Tuesday, June 2, 2015

Focus on the Present, not Past in Making your Djokovic vs. Nadal Roland Garros Pick

Nearly everyone previewing the epic quarterfinal match between Djokovic and Nadal feels obliged to mention Nadal's nine previous French Open titles.  Some analysts seem to be switching their picks to Nadal based on his history and solid first week, but doing so is likely a rash decision.  There's no doubt Rafael Nadal is the greatest clay court player of all time, and one of the best players of all time on any surface.  However, Nadal hasn't been the player we're used to all year, and wins over a bunch of no names and Jack Sock don't mean vintage Nadal has returned. 

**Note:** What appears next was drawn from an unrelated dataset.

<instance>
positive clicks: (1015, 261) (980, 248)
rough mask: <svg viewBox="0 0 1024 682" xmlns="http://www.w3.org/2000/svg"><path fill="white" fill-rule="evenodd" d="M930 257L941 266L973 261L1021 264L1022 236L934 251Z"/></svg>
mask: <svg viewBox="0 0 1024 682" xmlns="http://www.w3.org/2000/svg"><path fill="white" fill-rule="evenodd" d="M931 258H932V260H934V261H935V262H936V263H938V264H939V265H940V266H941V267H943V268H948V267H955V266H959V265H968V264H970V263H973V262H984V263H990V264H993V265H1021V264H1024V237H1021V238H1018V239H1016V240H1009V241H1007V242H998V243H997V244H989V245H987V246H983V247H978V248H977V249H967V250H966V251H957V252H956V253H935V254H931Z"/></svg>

It's understandable why everyone is so hesitant to pick against Nadal at Roland Garros, as he simply doesn't lose there.  But at some point his results over the past few months have to count for more than what he did at the French Open in 2005.  Djokovic is number one in the world by a mile, and has already beaten Nadal convincingly on clay this year (as has Murray, Wawrinka, and Fognini).  In prior years Djokovic went into matches against Nadal at Roland Garros knowing he would have to play a perfect match to win.  Now, Djokovic knows he's the better player (even on clay), and that it won't take an otherworldly performance to get past the Spaniard.  

If anyone has earned our respect at a given tournament, it's Nadal at the French Open.  But picking Djokovic to win isn't "disrespecting" Nadal and his accomplishments, it's simply the more reasonable prediction based on the recent evidence.  Djokovic is on pace for an all-time great season, and Nadal has suffered several surprising losses in 2015, including on his beloved clay.  Instead of assuming Nadal will rediscover his top form at Roland Garros, we should realize Nadal simply isn't the player he used to be. 

During Nadal's reign over Roland Garros over the last decade, there wasn't anything "magical" about Roland Garros.  Nadal was by far the best clay court player in the world, and won nearly every clay court tournament he played no matter where it was located.  It's not like Nadal would come into the French Open struggling and would find his form once he set foot in Paris, rather he consistently came into the tournament with almost no losses in the French Open tuneups. 

It's certainly possible Djokovic's nerves are a factor and that Nadal plays closer to his level from past years.  However, fans shouldn't be surprised if the "match of the year" doesn't live up to its billing.  Their recent form and results suggest Djokovic will win rather comfortably, and we shouldn't pretend to be surprised when it happens.